The following are the chief disadvantages attendant upon this plan, and the means of obviating them:—
It is necessary, when the water has acquired its proper temperature, to withdraw the fire from the boiler, or not to use the bath immediately, as it may go on acquiring some heat from the boiler, so that we may become inconveniently hot in the bath. When, therefore, this bath is used, we may proceed as follows:—heat the water in it an hour before it is wanted, to about 100°, and then extinguish the fire. The water will retain its temperature, or nearly so, for three or four hours, especially if the bath be shut up with a cover; so that when about to use it, cold water may be admitted till the temperature is lowered to the required point, and thus all the above inconveniences are avoided.
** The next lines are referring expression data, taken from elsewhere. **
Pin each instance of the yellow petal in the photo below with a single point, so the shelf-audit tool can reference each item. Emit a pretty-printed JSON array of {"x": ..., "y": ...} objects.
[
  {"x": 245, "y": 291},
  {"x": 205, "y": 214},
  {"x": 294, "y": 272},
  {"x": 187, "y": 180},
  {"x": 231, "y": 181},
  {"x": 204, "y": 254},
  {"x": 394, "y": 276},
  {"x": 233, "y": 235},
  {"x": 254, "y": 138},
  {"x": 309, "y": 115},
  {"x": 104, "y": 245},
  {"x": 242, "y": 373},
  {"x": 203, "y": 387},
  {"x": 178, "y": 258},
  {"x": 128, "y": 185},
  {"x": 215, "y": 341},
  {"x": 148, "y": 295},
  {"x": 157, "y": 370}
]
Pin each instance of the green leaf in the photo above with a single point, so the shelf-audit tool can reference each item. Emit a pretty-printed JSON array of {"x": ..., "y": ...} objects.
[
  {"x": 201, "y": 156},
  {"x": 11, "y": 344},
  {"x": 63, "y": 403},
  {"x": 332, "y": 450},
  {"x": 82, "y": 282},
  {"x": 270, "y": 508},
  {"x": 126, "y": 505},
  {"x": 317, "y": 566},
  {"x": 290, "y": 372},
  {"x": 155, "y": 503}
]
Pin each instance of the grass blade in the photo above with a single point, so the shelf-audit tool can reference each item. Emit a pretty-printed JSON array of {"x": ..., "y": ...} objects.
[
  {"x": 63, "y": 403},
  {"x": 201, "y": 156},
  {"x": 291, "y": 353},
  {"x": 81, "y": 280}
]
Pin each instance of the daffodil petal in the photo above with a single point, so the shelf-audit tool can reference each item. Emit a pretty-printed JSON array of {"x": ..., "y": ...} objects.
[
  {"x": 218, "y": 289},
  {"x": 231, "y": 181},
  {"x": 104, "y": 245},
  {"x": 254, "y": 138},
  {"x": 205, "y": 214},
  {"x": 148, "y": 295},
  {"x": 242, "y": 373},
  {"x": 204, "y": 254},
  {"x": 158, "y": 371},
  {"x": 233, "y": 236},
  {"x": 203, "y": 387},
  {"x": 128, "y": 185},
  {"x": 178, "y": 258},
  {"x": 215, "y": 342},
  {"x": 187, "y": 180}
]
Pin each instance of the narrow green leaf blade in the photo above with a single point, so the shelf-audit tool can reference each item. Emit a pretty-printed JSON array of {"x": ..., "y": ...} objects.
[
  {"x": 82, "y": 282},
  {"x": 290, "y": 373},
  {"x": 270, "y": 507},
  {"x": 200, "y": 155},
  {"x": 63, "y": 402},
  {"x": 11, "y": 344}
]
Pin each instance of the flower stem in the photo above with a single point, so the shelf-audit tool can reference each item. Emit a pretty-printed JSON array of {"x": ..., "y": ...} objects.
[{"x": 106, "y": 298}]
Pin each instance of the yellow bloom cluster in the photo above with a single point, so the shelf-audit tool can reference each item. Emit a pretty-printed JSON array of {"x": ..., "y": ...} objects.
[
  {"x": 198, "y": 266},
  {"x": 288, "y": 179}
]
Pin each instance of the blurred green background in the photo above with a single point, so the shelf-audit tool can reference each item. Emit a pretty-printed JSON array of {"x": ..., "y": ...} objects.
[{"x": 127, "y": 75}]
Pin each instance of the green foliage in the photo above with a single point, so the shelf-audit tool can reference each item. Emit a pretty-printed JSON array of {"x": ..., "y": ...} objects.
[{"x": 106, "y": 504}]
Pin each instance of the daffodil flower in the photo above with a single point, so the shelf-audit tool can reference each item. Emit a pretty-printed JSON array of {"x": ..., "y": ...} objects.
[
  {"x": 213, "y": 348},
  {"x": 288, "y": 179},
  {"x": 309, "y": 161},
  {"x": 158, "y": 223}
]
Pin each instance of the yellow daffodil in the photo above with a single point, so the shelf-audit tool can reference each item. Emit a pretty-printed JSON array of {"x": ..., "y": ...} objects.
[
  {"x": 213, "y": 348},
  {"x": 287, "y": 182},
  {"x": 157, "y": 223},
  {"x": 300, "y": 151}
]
Another disadvantage of this bath arises from too fierce a fire being made under the boiler, so as to occasion the water to boil within it, a circumstance which ought always to be carefully avoided. In that case, the steam rising in the upper part of the boiler, and into the top pipe, condenses there, and occasions violent concussions, the noise of which often alarms the whole house, and leads to apprehensions of explosion, which, however, is very unlikely to occur; but the concussions thus produced injure the pipes, and may render them leaky: so that in regard to these, and all other baths, &c., we may remark, that the pipes should pass up and down in such parts of the house as will not be injured if some leakage takes place; and under the bath itself should be a sufficiently large leaden tray with a waste-pipe, to receive and carry off any accidental drippings, which might injure the ceilings of the rooms below. In all newly-built houses, two or three flues should be left in proper places for the passage of ascending and descending water-pipes; and these flues should in some way receive at their lower part a little warm air in winter, to prevent the pipes freezing: the same attention should also be paid to the situation of the cisterns of water in houses, which should be kept within the house, and always supplied with a very ample waste-pipe, to prevent the danger of overflow. Cisterns thus properly placed, and carefully constructed, should be supplied from the water-mains by pipes kept under ground, till they enter the house, and not carried across the area, or immediately under the pavement, where they are liable to freeze.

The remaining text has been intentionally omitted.